Comment on "a/[110] Stacking Fault Model for Platelets in Diamond"

R Jones, MI Heggie and JP Goss
Physical Review Letters
95
139601
2005

Recently, Miranda et al. [1] introduced a new model for the platelet in diamond based on a a/4[110] shear of (001) planes. The shear produces a stacking fault whereby the normal [001] stacking of AaBbAaBb, etc. becomes AaaAbBaA. The a/4[110] shear is not equivalent to the addition of a (001) plane of interstitials which until now has been the basis for platelet models. After the a/4[110] shear across the (001) plane, atoms connecting the two a planes have coplanar neighbor bonds and are thus double bonded. The π-bonding orbitals so formed are separated from others by the second neighbor distance in diamond (2.5Å).
We believe there is ample evidence in the literature which rules out the model of Miranda et al. and at the same time strongly supports a model based on a (001) layer of carbon interstitials which had been proposed long ago [2–4] and had recently been supported by first principles modeling studies [5].
(1) Electron microscopic studies [3,6] have shown that the displacement vector of the platelet is normal to the [001] habit excluding a a/4[110] shear. Indeed, Humble, on page 70 of Ref. [3], specifically comments that his data exclude such a shear.
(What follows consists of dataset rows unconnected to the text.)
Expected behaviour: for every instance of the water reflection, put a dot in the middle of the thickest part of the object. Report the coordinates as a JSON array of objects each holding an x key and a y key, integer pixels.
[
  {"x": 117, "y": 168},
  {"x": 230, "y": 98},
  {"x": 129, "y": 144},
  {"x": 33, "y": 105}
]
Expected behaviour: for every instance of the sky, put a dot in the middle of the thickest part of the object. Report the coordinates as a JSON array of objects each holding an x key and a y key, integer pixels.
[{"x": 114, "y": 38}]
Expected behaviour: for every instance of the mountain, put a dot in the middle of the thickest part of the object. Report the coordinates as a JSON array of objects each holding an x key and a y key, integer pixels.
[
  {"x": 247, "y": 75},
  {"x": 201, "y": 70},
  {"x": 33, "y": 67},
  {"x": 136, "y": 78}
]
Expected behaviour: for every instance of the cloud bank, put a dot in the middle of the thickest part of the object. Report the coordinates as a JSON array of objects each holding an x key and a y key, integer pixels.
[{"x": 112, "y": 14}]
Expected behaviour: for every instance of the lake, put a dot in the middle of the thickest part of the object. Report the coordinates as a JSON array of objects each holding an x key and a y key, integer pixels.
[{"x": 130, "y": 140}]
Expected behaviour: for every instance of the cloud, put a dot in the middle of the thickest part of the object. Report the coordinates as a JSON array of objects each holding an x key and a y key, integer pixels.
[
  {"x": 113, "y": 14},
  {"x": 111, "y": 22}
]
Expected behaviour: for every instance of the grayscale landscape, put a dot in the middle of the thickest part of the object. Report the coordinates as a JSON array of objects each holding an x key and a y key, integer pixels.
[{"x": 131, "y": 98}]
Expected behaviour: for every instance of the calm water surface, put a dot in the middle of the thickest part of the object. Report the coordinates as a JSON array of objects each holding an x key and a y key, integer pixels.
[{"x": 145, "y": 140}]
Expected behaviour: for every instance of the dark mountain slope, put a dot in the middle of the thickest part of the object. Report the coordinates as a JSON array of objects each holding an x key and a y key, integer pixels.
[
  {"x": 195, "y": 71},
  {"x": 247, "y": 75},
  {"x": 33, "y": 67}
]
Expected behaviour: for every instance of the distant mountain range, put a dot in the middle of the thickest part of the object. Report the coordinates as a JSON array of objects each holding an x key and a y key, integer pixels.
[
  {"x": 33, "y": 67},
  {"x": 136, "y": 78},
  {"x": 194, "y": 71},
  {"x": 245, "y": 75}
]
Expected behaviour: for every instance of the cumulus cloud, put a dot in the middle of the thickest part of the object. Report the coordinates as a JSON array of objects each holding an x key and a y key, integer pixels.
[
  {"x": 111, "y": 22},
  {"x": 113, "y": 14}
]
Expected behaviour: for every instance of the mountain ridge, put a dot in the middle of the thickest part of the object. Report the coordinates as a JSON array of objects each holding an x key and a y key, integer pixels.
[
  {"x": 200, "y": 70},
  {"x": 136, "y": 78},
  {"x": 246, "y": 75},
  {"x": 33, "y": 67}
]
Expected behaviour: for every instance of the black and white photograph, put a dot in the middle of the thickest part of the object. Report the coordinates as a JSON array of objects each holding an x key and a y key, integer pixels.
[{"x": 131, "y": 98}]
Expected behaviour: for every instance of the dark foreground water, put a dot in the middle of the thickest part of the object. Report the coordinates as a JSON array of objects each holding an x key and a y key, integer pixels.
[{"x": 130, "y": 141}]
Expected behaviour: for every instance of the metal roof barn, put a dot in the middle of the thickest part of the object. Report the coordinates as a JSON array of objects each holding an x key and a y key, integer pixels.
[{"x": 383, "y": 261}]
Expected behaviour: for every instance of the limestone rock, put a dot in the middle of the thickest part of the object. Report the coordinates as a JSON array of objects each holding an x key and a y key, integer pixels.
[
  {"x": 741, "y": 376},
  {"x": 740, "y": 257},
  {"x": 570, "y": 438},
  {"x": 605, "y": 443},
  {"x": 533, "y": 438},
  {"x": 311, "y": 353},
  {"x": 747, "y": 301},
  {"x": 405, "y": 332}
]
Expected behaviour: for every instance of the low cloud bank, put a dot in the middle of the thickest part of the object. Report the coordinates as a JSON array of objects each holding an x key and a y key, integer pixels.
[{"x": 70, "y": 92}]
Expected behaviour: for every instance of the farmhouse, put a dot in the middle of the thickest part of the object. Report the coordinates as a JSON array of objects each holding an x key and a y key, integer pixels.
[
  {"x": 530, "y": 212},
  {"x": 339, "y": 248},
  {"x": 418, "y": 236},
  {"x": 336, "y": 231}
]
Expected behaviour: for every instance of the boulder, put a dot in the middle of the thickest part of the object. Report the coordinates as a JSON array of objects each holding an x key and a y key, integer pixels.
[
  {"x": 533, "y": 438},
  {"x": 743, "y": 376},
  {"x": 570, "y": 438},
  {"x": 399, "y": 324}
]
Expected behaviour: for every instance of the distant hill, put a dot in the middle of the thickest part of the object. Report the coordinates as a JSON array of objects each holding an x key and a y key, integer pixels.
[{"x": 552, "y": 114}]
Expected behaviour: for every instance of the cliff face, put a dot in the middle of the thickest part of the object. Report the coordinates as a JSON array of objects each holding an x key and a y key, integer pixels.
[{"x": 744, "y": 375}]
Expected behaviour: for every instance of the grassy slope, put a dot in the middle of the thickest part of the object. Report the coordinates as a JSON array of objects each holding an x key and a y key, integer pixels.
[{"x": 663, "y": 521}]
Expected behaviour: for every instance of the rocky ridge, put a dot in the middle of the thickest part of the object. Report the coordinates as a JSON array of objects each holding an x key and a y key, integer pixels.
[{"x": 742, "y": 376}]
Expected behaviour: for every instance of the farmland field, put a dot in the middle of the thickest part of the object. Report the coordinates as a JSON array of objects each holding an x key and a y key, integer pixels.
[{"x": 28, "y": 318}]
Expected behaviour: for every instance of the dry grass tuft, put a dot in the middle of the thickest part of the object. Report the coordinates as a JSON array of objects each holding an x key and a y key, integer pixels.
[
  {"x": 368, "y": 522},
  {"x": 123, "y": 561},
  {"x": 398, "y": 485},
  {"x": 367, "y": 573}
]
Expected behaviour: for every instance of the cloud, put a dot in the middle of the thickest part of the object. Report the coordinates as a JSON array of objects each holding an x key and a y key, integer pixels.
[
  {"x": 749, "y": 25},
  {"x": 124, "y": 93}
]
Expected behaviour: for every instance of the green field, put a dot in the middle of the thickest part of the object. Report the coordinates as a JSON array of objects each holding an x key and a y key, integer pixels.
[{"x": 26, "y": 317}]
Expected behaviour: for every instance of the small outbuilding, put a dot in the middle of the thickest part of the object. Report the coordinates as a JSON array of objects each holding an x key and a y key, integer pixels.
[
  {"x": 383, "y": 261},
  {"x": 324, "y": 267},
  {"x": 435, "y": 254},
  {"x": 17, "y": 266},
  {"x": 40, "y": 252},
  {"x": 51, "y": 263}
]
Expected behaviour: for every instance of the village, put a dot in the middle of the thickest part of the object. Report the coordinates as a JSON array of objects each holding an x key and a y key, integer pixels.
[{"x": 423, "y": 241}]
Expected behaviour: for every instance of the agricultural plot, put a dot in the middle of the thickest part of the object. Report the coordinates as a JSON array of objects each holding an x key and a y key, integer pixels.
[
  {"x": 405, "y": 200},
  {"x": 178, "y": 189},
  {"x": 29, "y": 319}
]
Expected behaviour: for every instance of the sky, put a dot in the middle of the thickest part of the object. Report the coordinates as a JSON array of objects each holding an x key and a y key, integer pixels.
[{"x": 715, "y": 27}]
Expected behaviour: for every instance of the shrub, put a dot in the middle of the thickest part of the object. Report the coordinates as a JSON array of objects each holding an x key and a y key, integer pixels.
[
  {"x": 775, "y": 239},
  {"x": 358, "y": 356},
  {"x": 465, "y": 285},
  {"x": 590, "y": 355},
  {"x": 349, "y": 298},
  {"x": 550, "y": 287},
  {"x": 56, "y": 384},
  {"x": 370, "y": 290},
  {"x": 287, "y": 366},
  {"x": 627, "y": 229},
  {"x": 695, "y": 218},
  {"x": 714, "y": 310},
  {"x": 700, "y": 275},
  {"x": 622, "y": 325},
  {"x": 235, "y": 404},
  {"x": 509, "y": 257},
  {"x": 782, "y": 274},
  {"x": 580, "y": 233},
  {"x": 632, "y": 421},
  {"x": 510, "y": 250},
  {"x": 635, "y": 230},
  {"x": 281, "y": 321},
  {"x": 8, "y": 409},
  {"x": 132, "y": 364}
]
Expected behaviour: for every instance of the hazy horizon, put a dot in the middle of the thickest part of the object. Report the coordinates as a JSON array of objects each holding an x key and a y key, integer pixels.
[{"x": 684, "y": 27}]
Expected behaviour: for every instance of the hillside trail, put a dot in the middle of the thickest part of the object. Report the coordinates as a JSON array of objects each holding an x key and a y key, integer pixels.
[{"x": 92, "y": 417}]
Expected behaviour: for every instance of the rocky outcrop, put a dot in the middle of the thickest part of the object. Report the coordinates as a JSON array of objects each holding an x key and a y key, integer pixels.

This immediately rules out the stacking fault model.
(2) The displacement caused by the fault along (001) is not the length of the π-bond (1.35Å), as claimed in Ref. [1], but the difference between this bond length and the normal C–C spacing along [110]; i.e., the displacement is 0.129a and consequently far from the measured value of 0.3a–0.4a [3].
(3) Platelets are formed in heat treated type-I, nitrogen-rich diamonds and there is a linear relationship observed between the platelet area and the concentration of certain vacancy-nitrogen complexes [2]. This is easily explained by a model where the platelet contains an additional (001) layer of carbon interstitials but has no direct link with the stacking fault model which does not contain any additional atoms.
(4) The [110] and [11̅0] directions in the a/4[110] stacking fault possess distinct bonding patterns. This non-equivalence would lead to platelets being elongated along one of these directions. In fact, observations show platelets possess only a slight asymmetry between the two directions [7].
In conclusion, the model of Miranda is inconsistent with much of the experimental literature on the platelet, whereas the interstitial model introduced by Humble [3] and Woods [4] and supported by ab initio studies by Goss [5] explains most of the current data.

  1. C. R. Miranda, A. Antonelli, and R. W. Nunes, Physical Review Letters 93, 265502 (2004).
  2. G. S. Woods, Philos. Mag. 34, 993 (1976).
  3. P. Humble, Proc. R. Soc. A 381, 65 (1982).
  4. G. S. Woods, Proc. R. Soc. A 407, 219 (1986).
  5. J. P. Goss, B. J. Coomer, R. Jones, C. J. Fall, P. R. Briddon, and S. Öberg, Physical Review B 67, 165208 (2003).
  6. P.B. Hirsch, P. Pirouz, and J.C. Barry, Proc. R. Soc. A 407, 239 (1986).
  7. P. J. Fallon, L. M. Brown, J. C. Barry, and J. Bruley, Philos. Mag. A 72, 21 (1995).